[Editorial] Before Urging Foreign-Invested Firms to Spend More, Korea Must Become Truly Attractive
- Input
- 2026-01-28 19:44:34
- Updated
- 2026-01-28 19:44:34

The Lee Jae-myung administration has declared this year the first year of a major national leap forward. It is pursuing a grand transition driven by regional-led growth and shared prosperity. To achieve this, cooperation from foreign-invested companies, in addition to Korean firms, is naturally essential. Under the Foreign Investment Promotion Act (FIPA), a foreign-invested company is one in which a foreign investor holds a certain minimum equity stake. GM Korea, Renault Korea and BASF Korea fall into this category. If these companies expand or build large-scale plants in regional areas and increase their business sites, it would help revive local economies and significantly boost youth employment. It is therefore only right for the government to carefully manage the overall investment environment and devise both tangible and intangible support measures that companies need.

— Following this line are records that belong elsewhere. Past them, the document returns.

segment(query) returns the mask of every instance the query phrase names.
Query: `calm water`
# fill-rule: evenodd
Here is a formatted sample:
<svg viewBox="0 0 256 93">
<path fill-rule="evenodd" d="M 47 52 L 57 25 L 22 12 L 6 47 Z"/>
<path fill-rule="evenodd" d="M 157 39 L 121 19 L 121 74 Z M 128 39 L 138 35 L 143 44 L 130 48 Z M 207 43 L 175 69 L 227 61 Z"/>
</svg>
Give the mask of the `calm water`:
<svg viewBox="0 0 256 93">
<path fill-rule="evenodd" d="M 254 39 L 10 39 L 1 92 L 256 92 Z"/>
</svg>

Foreign Direct Investment (FDI) in Korea fell below 30 billion dollars (on a notification basis) in 2021, but has gradually increased, reaching 36.1 billion dollars last year, up 4.3% from the previous year. On a cumulative basis for the third and fourth quarters, the amount was lower than a year earlier, yet on an annual basis it was reportedly the highest on record. Considering the high level of uncertainty last year, some might view this as a relatively solid performance. However, the picture changes when looking at the amount actually remitted after notification. The FDI that was actually executed last year was around 17.9 billion dollars, roughly the same level as in 2021. There have been many cases where investment plans were canceled or postponed indefinitely. This shows there is still a long way to go.
By contrast, the amount of overseas direct investment (ODI) by Korean companies is trending at two to three times the level of FDI into Korea. Higher protectionist trade barriers, tariff risks and other factors play a role, but the core issue is the domestic business environment. The government must listen carefully when companies ask that on-the-ground practices and regulations be aligned with global standards. Incentive schemes to attract foreign-invested companies should also focus on this point.
At the meeting, the government announced that it would sharply increase incentives for companies that invest in regional areas and support them by nurturing tailored talent. It also unveiled plans to improve living conditions for foreigners residing in Korea for business purposes. Cutting taxes in proportion to investment and easing concerns about securing skilled workers are the most basic steps. It is also appropriate to push institutional reforms, such as visa improvements, to help foreign professionals settle smoothly in Korea. Yet these measures are not enough. Far greater effort is needed to bring about a fundamental and innovative improvement in the overall investment environment.
Companies are walking on thin ice every day as they brace for the impact of the Yellow Envelope Law, which is set to take effect in March. GM Korea, seeking to minimize the burden of bargaining with subcontractor unions, terminated its contract with a subcontractor at the end of last year. It is now facing a fierce backlash. The union of the subcontractor whose contract ended has been protesting the decision, occupying a logistics center and staging demonstrations to this day. This is disrupting the supply of parts and could even bring the company’s after-sales service operations to a complete halt. If the situation drags on, General Motors (GM) could suffer irreparable damage to its credibility.
Foreign-invested companies consistently cite Korea’s extreme labor–management relations as the biggest obstacle to doing business here. They have repeatedly called for improvements, yet instead of progress, even tougher pro-union legislation has become a reality. The government and ruling party did not budge in response to petitions and appeals from foreign-invested firms to reconsider the Yellow Envelope Law. The same goes for flexible working arrangements. The authorities must demonstrate clear resolve not only in providing incentives commensurate with investment, but also in reforming labor-related laws and regulations. This time, things must change.